1 dGB Earth Sciences BV, , 7511 AE Enschede, The Netherlands (e-mail: paul.degroot{at}dgb-group.com)
2 dGB Rotterdam BV, , Taborstraat 12, The Netherlands
3 dGB-USA LLC, , One Sugar Creek Center Boulevard, Suite 935, Sugar Land, TX 77478, USA
4 Statoil AS, , N-4001 Stavanger, Norway

Certain seismic objects, like faults and gas chimneys, are often difficult to delineate using conventional attribute analysis. Many attributes contain useful information about the target object but each new attribute provides a new and different view of the data. The challenge is to find the optimal attribute for a specific interpretation. In this paper the optimal attribute is found with a pattern recognition approach based on multi-dimensional/multi-attributes and neural network modelling. Multi-dimensional attributes, as opposed to point attributes, can provide the spatial information on the seismic objects.
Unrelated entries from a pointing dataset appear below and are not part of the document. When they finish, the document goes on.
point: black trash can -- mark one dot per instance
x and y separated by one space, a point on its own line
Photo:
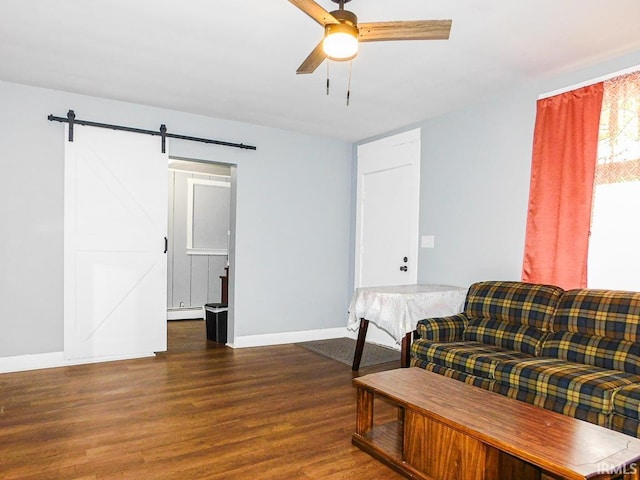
216 318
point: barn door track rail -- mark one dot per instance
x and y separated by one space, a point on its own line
71 120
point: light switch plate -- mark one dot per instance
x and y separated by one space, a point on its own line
428 241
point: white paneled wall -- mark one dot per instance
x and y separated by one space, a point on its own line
193 280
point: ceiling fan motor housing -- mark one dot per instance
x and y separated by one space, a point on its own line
346 29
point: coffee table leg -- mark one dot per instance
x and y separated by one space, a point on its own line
364 412
405 351
362 333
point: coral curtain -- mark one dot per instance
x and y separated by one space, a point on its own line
560 199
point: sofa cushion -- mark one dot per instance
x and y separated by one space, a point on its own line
626 401
609 353
474 380
561 381
600 313
443 329
555 404
509 336
513 302
473 358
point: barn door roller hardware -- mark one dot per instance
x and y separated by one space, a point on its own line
162 132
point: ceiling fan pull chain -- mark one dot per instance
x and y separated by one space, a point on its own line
349 84
328 76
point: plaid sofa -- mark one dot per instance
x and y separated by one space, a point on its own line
576 352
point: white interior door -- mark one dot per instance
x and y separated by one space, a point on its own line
388 190
115 222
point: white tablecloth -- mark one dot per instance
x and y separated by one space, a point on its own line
397 309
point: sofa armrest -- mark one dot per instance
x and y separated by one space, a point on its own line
443 329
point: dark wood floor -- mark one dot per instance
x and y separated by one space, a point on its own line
199 411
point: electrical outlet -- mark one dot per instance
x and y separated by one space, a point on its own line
428 241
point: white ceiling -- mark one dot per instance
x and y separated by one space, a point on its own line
236 59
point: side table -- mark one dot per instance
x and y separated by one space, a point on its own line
397 309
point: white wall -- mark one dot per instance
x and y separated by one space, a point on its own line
292 216
475 182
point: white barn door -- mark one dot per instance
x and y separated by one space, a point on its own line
115 223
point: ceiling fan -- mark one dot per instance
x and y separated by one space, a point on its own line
342 33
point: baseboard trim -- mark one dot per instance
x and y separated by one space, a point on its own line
287 337
21 363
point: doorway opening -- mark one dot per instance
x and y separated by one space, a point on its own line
200 232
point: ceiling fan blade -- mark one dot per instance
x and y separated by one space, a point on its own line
407 30
315 11
313 61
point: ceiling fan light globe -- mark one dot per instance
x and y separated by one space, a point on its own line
340 42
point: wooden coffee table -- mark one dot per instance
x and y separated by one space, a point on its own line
448 430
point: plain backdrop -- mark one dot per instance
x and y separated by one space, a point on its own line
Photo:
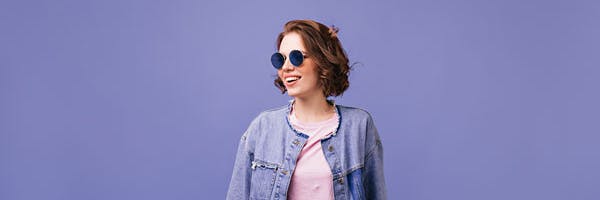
138 99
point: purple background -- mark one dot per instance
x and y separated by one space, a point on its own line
147 99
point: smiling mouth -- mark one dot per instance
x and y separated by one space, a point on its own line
292 79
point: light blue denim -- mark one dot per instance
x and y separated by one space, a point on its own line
267 152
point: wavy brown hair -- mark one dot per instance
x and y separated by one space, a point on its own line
326 49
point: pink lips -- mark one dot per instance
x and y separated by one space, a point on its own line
289 84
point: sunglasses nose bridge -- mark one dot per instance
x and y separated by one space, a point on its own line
287 65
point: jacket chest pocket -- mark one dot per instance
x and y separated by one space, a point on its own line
263 179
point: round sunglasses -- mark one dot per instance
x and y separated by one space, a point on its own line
296 58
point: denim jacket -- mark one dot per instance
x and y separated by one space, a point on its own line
268 149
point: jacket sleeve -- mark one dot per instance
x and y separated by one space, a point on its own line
374 180
239 186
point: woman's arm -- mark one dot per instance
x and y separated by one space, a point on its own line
239 187
374 181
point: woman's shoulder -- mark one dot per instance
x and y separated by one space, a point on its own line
354 112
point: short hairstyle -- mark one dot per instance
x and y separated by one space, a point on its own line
326 49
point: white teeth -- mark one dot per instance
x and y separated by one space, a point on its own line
290 79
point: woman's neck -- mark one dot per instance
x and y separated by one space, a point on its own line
312 109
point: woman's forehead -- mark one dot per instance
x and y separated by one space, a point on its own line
291 41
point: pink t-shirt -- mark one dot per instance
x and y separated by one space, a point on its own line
312 178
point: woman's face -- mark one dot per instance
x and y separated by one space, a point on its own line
299 81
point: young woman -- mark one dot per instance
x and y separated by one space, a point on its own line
310 148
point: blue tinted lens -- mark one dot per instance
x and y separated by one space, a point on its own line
296 58
277 60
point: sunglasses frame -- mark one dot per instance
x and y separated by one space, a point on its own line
296 57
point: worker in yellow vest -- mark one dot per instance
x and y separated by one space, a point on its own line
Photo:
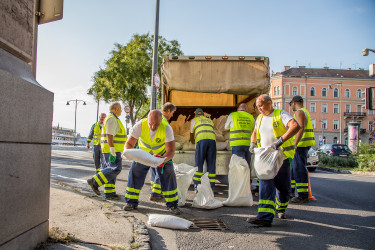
241 125
274 128
303 140
154 137
113 138
95 133
203 135
167 111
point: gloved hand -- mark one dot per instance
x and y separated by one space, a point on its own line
112 154
277 144
252 146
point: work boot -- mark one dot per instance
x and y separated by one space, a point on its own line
129 207
259 222
115 197
299 200
174 210
91 184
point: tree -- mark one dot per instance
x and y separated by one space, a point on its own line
127 73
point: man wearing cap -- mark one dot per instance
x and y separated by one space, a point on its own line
303 140
167 111
203 136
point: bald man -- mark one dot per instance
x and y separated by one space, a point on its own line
154 137
241 125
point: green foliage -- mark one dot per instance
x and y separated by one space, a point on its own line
127 73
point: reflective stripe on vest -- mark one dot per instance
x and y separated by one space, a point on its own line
97 133
203 129
243 125
278 129
157 146
119 139
308 138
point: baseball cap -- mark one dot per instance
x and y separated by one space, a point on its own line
198 111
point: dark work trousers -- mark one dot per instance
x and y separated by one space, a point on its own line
98 157
205 150
107 176
242 151
300 173
155 182
268 189
136 179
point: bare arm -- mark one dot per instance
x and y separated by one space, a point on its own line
301 119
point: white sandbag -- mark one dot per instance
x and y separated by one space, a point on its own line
184 176
168 221
239 183
141 156
205 196
267 162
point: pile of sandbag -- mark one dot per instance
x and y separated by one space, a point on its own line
181 129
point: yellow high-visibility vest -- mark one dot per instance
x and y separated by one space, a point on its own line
119 139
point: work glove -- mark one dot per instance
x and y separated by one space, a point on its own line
112 154
252 146
277 144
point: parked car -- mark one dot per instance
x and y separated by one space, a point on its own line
312 160
341 150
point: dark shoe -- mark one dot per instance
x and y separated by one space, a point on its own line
91 184
113 197
259 222
299 200
174 210
129 207
156 198
281 215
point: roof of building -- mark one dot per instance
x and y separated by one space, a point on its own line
326 72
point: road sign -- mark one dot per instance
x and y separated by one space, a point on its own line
127 109
157 81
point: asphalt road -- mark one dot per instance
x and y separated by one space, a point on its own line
342 217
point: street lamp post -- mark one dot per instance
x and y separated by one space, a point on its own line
75 117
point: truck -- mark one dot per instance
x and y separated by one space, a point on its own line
218 85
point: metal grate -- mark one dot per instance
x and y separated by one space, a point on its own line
209 223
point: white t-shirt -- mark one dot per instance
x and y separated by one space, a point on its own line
267 136
136 132
112 126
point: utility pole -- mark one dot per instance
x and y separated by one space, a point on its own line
155 58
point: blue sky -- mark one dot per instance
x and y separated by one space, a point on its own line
311 33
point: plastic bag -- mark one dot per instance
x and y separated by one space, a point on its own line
143 157
205 197
267 162
184 176
239 183
168 221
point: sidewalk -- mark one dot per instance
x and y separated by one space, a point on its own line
91 222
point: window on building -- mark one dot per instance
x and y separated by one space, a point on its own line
347 93
312 91
324 92
312 108
324 108
295 91
336 92
335 108
347 108
335 124
359 93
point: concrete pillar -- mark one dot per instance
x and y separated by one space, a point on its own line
26 110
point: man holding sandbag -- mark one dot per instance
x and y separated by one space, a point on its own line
113 138
167 111
274 128
155 137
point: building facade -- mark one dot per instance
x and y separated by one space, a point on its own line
334 97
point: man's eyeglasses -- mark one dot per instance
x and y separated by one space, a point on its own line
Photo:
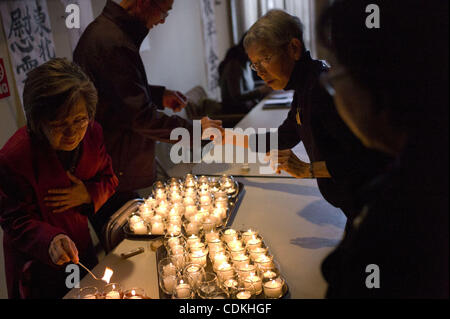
328 79
262 64
164 13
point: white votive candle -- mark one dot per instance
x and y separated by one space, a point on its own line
273 288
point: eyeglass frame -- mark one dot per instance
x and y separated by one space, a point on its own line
79 124
164 14
326 79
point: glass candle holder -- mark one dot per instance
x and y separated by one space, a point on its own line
209 286
253 282
194 273
199 257
240 260
225 271
88 293
183 290
134 293
264 261
273 289
229 234
112 291
245 270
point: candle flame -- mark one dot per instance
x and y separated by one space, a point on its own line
108 274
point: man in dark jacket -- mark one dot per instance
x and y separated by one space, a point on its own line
128 106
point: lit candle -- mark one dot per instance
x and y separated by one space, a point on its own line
229 235
235 244
169 270
192 239
157 228
199 257
249 234
192 228
254 242
240 260
225 271
254 282
264 261
113 294
273 288
183 290
244 294
174 229
140 228
169 283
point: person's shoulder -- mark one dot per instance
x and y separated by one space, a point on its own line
17 150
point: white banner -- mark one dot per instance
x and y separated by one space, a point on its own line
29 36
210 39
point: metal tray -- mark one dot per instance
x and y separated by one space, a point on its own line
233 205
161 253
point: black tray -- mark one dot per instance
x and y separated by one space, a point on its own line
233 206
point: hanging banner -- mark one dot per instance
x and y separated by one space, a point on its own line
29 36
78 16
4 87
210 39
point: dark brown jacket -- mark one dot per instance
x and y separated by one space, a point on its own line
108 51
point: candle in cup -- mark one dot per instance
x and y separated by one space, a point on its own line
157 228
254 242
225 271
273 288
192 239
183 290
140 228
229 235
254 282
199 257
240 260
245 294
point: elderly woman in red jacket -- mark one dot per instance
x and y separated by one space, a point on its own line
53 173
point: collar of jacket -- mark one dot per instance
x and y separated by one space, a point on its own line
127 23
300 73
The role of the neural network is to classify the input attributes into two or more output classes. Neural networks are trained on seismic attributes extracted at representative example locations that are manually picked by a seismic interpreter. This approach is a form of supervised learning in which the network learns to recognize certain seismic responses associated with the identified target objects. Application of the trained network yields an 'object probability' cube for the target object. Essentially, the neural network can target any seismic or geological feature requiring detailed analysis. In this paper the method is described and examples are shown of gas chimneys, faults, salt domes and 4D anomalies. Some interpretation aspects are discussed.